Chris: "We wanted to do punk disco."
(Literally 23, 2000)
Girls Don't Cry
Neil: "'Girls don't cry' was inspired by the film Boys Don't Cry. I found myself playing the piano, signing 'whatever boys say, girls don't cry'. The song is a story about a girl who I thnk is maybe a lesbian, but actually we don't know what's happened really. She's running away. She's possibly killed her boyfriend, she's possibl leaving town because they've discovered she's having a lesbian affair, she's possibly pregnant and her boyfriend rejected her. We just don't know - it's only a fragment we have here. You can make up your own mind what it's about. I like the fact it mentions other song titles. She's listening to 'Lay Lady Lay' by Bod Dylan, which I think is what makes us think that maybe she's a lesbian as well. And I like the fact that it mentions Polaroid: 'a dog-eared Polaroid'. It's a little fragment of a story."
(Literally 30, 2006)
The Resurrectionist
Neil: It's one of the historical songs. It's inspired by this book I read called The Italian Boy: Murder And Grave-Robbery In 1830s London by Sarah Wise - which is about how, in the early nineteenth century, people called resurrectionists used to dig up corpses and sell them to hospitals for medical research.
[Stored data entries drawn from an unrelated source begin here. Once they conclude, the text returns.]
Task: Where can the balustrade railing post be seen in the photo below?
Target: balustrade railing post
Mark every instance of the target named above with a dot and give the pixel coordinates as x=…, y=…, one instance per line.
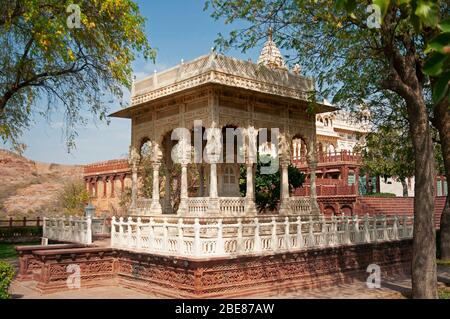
x=89, y=231
x=311, y=239
x=333, y=234
x=374, y=229
x=347, y=236
x=71, y=232
x=138, y=233
x=197, y=243
x=274, y=234
x=385, y=229
x=395, y=227
x=358, y=238
x=165, y=236
x=257, y=236
x=287, y=236
x=121, y=239
x=129, y=232
x=300, y=243
x=180, y=236
x=44, y=228
x=239, y=240
x=219, y=245
x=366, y=229
x=151, y=236
x=113, y=231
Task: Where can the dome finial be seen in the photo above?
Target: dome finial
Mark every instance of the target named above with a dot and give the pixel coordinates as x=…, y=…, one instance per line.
x=270, y=54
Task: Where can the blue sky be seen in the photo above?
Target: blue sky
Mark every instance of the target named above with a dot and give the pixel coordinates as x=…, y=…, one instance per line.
x=178, y=29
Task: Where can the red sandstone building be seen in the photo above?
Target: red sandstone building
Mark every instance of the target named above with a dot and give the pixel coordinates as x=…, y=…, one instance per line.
x=106, y=182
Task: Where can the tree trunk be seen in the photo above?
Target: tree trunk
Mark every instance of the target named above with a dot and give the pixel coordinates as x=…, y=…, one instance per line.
x=405, y=187
x=424, y=277
x=442, y=123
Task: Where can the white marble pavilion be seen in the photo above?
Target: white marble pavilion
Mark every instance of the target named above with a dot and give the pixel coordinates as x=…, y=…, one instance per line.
x=222, y=92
That was the only way they could get bodies to dissect them, and of course you learn about the human body through dissecting it. I was very fascinated by this, and all the details. When we work in our London studio I walk from the tube through Smithfield market; there's a fantastic description of Smithfiels in the book, and there's a pub where the resurrectionists used to go and there's actually a plaque now which mentions them. The song mentions two real pubs - 'we had a drink and a couple more, at the King Of Denmark and the Fortune Of Was' - and I think one of them is still there. It mentions a hanging - they used to have public hangings right outside the Old Bailey, in Newgate Street. So it's two resurrectionists, and they've seen a resurrectionist being hanged. It's quite a grim story, really. A fogle-hunter is somebody who steals handkerchiefs, that used to be a complete brand of criminality in those days, like Fagin's boys in Oliver Twist. The idea is that they've killed a fogle-hunter because he's a child with no parents living with a gang of thieves, and they're trying to sell his body. I like using nineteenth century sland. And I like the macabre humour of 'we've all got to earn ourselves a living - all it takes is a little bit of digging'."